IMO, wet food is overall a better choice than kibble. Canned food is less processed, and it contains more water. My friend has been feeding her dog Weruva canned dog food and he is doing very well on it. Currently, it's the only BPA-free canned dog food, if BPA is a concern to you.


----------



## wooflife (Aug 8, 2007)

Dogs like people were designed to eat a diet that is about 70% water.
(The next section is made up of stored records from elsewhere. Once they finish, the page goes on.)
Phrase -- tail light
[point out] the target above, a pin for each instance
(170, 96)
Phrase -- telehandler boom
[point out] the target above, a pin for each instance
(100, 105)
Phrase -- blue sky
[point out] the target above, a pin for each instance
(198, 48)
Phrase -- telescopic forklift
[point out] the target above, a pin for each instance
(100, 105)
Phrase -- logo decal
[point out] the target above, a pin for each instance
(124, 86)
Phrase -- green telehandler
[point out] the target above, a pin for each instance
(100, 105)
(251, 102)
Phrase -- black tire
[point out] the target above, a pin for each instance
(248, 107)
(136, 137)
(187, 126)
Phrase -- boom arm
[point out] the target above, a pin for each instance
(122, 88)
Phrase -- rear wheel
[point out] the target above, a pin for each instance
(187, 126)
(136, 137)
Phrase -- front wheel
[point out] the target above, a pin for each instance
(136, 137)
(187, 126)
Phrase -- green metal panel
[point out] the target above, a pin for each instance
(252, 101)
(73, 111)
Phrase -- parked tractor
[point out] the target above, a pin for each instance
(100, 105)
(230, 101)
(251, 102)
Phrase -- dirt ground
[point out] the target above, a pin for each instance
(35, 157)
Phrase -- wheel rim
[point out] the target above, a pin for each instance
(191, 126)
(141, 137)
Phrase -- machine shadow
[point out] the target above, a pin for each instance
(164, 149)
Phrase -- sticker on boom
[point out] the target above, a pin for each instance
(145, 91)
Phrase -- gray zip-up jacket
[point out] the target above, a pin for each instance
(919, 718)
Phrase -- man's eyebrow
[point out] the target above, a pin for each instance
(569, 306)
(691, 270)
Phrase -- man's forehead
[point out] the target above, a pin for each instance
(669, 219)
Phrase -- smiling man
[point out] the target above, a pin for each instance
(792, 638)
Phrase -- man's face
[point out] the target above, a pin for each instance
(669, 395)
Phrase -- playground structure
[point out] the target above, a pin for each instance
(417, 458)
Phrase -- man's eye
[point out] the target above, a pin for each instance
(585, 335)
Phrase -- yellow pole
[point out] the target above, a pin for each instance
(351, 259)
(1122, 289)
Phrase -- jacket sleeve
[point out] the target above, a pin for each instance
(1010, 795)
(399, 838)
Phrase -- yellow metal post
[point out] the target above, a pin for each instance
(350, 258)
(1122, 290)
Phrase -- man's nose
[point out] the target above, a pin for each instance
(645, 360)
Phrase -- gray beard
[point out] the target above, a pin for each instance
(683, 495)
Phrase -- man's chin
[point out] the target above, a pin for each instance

So wet food is considered better by many Veterinarians. Most dogs that eat kibble spend their lives in a mild state of dehydration. The quality of the protein that is used in canned food is usually better as well.


----------



## nekkidfish (Aug 25, 2009)

Once again, you guys are the best!!!! Now, what do I do with the 2 huge bags of food I just had delivered? 

I seriously doubt Poppy drinks near the amount he should, so now I feel okay giving him the wet food!

Thanks again and HUGz! Jules


----------



## maggieh (Dec 16, 2007)

nekkidfish said:


> Once again, you guys are the best!!!! Now, what do I do with the 2 huge bags of food I just had delivered?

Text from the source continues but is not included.